Yargıtay 16. Hukuk Dairesi 2011/5663 Esas 2012/4244 Karar Sayılı İlamı

Abaküs Yazılım
16. Hukuk Dairesi
Esas No: 2011/5663
Karar No: 2012/4244
Karar Tarihi: 10.05.2012

Yargıtay 16. Hukuk Dairesi 2011/5663 Esas 2012/4244 Karar Sayılı İlamı

16. Hukuk Dairesi         2011/5663 E.  ,  2012/4244 K.

    "İçtihat Metni"

    MAHKEMESİ :KADASTRO MAHKEMESİ


    Taraflar arasında kadastro tespitinden doğan dava sonucunda verilen hükmün Yargıtay"ca incelenmesi istenilmekle; temyiz isteğinin süresinde olduğu anlaşıldı, inceleme raporu ve dosyadaki belgeler okundu, GEREĞİ GÖRÜŞÜLDÜ:
    Kadastro sırasında 109 ada 20 parsel sayılı 1623,18 metrekare yüzölçümündeki taşınmaz tapu kaydı, harici ve rızai taksim, satın alma ve takas nedeni ile davalı ... adına tespit edilmiştir. Davacı ..., miras yolu ile gelen hakka dayanarak taşınmazın 1,5 dönüm yüzölçümündeki bölümünün adına tescili istemi ile dava açmıştır. Mahkemece yapılan yargılama sonunda, taraflar arasındaki sulh anlaşmasının onanmasına, buna göre çekişmeli taşınmazın kadastro tespitinin iptali ile ölü davacı ... adına tapuya tesciline karar verilmiş, hüküm davalı ... tarafından temyiz edilmiştir.
    Davacı, taşınmazın 1,5 dönümlük bölümünde miras hakkı olduğu iddiası ile dava açmıştır.

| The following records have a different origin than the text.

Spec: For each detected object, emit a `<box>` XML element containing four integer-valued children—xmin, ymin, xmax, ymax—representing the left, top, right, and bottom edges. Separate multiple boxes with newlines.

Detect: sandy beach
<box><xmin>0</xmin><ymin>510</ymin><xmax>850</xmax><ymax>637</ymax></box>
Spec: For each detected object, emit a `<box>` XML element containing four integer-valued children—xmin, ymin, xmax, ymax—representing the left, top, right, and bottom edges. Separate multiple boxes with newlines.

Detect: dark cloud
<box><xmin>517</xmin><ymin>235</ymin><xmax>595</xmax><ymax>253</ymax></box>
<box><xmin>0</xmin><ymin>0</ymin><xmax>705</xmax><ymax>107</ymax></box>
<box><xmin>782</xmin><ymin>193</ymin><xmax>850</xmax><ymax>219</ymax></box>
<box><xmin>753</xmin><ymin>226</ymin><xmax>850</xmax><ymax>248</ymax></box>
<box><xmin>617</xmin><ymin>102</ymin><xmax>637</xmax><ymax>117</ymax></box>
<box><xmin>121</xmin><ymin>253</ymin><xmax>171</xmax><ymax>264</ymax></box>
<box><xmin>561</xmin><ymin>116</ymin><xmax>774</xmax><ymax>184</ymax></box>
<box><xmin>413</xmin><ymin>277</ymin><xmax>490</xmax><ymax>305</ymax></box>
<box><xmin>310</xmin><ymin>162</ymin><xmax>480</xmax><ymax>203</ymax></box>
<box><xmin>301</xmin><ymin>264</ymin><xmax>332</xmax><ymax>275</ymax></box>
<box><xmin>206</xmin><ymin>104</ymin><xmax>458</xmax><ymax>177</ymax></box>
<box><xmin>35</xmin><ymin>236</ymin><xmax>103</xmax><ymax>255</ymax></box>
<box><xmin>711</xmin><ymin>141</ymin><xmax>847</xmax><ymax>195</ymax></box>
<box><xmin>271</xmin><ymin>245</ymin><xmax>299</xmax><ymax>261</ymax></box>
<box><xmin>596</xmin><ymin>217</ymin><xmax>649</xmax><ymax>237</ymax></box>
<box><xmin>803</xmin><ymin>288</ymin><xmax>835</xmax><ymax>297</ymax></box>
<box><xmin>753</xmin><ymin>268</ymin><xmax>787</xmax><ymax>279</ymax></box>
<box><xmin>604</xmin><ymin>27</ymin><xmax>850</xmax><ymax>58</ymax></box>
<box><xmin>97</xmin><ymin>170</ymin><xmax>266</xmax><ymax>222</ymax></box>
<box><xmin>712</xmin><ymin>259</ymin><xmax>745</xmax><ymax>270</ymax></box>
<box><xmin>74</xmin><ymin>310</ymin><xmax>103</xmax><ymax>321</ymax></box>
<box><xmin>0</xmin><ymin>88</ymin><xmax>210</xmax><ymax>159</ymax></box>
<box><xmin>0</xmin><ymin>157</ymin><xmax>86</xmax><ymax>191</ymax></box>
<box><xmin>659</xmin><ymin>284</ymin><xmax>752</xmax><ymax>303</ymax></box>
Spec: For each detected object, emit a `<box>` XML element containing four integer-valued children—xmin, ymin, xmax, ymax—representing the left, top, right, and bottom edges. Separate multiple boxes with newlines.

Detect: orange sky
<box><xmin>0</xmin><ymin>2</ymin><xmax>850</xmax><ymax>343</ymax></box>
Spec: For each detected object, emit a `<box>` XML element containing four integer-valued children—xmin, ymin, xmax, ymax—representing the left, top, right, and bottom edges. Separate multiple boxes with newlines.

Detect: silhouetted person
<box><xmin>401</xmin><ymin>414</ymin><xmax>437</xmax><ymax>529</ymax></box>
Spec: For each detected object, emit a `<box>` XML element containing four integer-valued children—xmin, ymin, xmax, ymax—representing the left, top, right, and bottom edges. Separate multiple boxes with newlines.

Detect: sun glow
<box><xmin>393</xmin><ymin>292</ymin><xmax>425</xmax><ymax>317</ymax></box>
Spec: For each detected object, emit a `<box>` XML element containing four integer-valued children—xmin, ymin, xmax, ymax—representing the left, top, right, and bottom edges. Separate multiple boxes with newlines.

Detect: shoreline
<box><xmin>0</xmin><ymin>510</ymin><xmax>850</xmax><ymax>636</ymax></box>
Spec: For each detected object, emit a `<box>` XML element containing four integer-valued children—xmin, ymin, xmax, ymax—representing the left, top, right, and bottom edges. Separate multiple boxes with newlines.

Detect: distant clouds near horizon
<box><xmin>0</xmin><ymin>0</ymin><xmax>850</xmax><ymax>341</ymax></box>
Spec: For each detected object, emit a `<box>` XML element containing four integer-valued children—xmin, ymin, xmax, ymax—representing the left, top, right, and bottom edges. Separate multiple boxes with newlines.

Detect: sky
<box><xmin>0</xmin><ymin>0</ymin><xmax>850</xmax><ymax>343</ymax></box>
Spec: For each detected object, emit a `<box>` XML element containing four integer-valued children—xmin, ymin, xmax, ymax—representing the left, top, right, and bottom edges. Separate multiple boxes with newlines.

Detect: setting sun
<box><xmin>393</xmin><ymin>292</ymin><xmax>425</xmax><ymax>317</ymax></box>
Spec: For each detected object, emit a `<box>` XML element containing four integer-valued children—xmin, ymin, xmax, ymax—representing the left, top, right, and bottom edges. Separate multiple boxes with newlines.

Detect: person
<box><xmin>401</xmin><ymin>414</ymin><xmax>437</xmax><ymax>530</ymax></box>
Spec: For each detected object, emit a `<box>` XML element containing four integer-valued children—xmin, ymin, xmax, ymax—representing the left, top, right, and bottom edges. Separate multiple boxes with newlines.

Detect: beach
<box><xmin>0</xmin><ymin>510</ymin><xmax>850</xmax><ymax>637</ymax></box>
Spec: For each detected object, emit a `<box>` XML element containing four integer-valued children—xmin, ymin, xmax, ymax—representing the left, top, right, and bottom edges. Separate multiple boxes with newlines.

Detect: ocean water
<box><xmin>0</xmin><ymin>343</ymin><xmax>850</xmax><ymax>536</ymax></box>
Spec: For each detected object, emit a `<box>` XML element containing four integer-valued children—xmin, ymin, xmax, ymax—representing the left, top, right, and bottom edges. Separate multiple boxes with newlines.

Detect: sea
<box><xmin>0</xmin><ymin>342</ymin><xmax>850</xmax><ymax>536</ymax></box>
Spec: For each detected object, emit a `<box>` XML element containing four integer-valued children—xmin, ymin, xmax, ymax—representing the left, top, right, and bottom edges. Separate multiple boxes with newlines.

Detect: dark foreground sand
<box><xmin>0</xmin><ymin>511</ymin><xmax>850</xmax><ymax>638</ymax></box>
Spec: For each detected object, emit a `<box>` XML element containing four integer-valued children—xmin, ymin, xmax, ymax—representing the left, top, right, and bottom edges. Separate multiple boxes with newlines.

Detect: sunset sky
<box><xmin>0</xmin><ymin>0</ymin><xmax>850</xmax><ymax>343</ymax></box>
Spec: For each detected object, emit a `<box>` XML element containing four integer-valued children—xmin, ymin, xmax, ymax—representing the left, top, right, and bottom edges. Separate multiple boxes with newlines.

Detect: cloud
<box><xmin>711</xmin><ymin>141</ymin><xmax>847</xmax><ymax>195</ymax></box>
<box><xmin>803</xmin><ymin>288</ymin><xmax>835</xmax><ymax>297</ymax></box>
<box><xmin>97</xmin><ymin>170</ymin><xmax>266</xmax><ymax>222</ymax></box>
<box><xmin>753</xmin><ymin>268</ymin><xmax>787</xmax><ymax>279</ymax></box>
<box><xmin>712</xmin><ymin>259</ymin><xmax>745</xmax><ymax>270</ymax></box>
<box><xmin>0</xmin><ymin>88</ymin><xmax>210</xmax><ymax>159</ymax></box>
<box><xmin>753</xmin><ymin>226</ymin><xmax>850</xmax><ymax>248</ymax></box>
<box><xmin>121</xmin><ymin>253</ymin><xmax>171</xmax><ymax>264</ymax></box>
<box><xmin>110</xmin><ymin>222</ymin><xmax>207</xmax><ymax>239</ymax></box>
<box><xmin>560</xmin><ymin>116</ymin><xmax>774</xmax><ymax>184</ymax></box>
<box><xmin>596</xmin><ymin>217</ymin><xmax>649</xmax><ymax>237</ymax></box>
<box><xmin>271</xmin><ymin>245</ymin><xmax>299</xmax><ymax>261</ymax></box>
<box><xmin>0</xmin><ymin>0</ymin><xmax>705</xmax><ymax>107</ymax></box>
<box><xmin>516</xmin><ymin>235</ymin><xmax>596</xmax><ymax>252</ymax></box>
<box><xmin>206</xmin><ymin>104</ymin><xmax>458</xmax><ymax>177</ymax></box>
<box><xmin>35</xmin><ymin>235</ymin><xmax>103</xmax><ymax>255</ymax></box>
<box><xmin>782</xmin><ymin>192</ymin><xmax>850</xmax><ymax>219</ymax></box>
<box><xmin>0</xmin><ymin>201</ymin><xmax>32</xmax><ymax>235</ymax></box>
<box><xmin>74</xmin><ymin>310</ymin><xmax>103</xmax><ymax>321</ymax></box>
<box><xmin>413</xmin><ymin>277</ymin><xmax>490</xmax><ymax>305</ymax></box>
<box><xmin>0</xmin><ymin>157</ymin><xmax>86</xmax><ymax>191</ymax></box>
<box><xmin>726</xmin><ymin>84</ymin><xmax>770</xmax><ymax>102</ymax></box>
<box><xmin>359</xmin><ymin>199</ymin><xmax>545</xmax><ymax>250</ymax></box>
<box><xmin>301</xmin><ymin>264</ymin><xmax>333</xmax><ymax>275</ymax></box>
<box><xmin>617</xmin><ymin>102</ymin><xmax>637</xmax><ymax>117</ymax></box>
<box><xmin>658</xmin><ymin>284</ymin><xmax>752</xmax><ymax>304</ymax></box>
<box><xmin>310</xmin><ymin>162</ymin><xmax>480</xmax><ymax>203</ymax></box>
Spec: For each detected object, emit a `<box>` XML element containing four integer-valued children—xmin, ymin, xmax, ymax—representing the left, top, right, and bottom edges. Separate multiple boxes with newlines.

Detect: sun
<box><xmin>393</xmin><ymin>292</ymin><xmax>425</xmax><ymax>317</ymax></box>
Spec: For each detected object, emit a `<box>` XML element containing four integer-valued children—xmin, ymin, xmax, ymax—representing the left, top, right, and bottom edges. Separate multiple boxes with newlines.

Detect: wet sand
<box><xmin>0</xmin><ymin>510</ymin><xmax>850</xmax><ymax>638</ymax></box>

Davalı ... ise 15.09.2010 tarihli celsede taşınmazın bugünkü değerinin nakden ödenmesi halinde taşınmazı devretmeye hazır olduğunu, buna karşılık olarak davacı ... mirasçılarından ... ise yine aynı tarihli celsede taşınmazın bedelini karşılamaya hazır olduğunu beyan etmişlerdir. Mahkemece, tarafların 15.09.2010 tarihli celsede sulh olabileceklerini beyan ettikleri, taşınmazın rayiç bedelinin davalıya ödendiği ve bu şekilde davanın anlaşma ile sonlandırıldığı kabul edilmek suretiyle sulh anlaşmasının onanmasına ve taşınmazın davacı adına tapuya tesciline karar verilmiş ise de; varılan sonuç dosya kapsamına uygun bulunmamaktadır. HMK’nun 313/1. maddesinde “sulh, görülmekte olan bir davada, tarafların aralarındaki uyuşmazlığı kısmen veya tamamen sona erdirmek amacıyla, mahkeme huzurunda yapmış oldukları bir sözleşmedir.” hükmüne yer verilmiştir. Karar tarihinde yürürlükte bulunan HUMK"nun 151/5. maddesinde ise mahkeme önünde yapılan sulhun nasıl ve ne şekilde tutanağa geçirileceği açıklanmıştır. Anılan madde hükmüne göre mahkeme önünde vaki sulhun tutanağa geçirildikten sonra taraflara okunarak imza ettirilmesi zorunlu olup, bu merasim sulhun geçerlik şartıdır. Sulhe ilişkin irade beyanı, bu beyanı ileri süren kişi ile bu beyanı kabul eden kişiye okunmadıkça ve okunduğu da tutanağa dercedilmedikçe bu sözleşmenin tarafları bağlayıcı olduğundan söz edilemez. Yine davacı ..."ın, ... dışındaki mirasçılarının sulhe ilişkin beyanları alınmadığı gibi, taşınmazın zirai bilirkişi tarafından belirlenen rayiç bedelinin davalı tarafından kabul edilmeyerek, buna karşı çıkılmış olması nedeniyle de tüm tarafların katılımı ile gerçekleşmiş geçerli bir sulh anlaşmasının varlığından söz edilemez. Hal böyle olunca davanın esası yönünden tarafların iddia ve savunmalarına ilişkin tüm delilleri toplanıp değerlendirilerek sonucuna göre bir karar verilmesi gerekirken yazılı şekilde hüküm kurulması isabetsiz olup, davalının temyiz itirazları bu nedenlerle yerinde görüldüğünden kabulü ile hükmün BOZULMASINA, 10.05.2012 gününde oybirliğiyle karar verildi.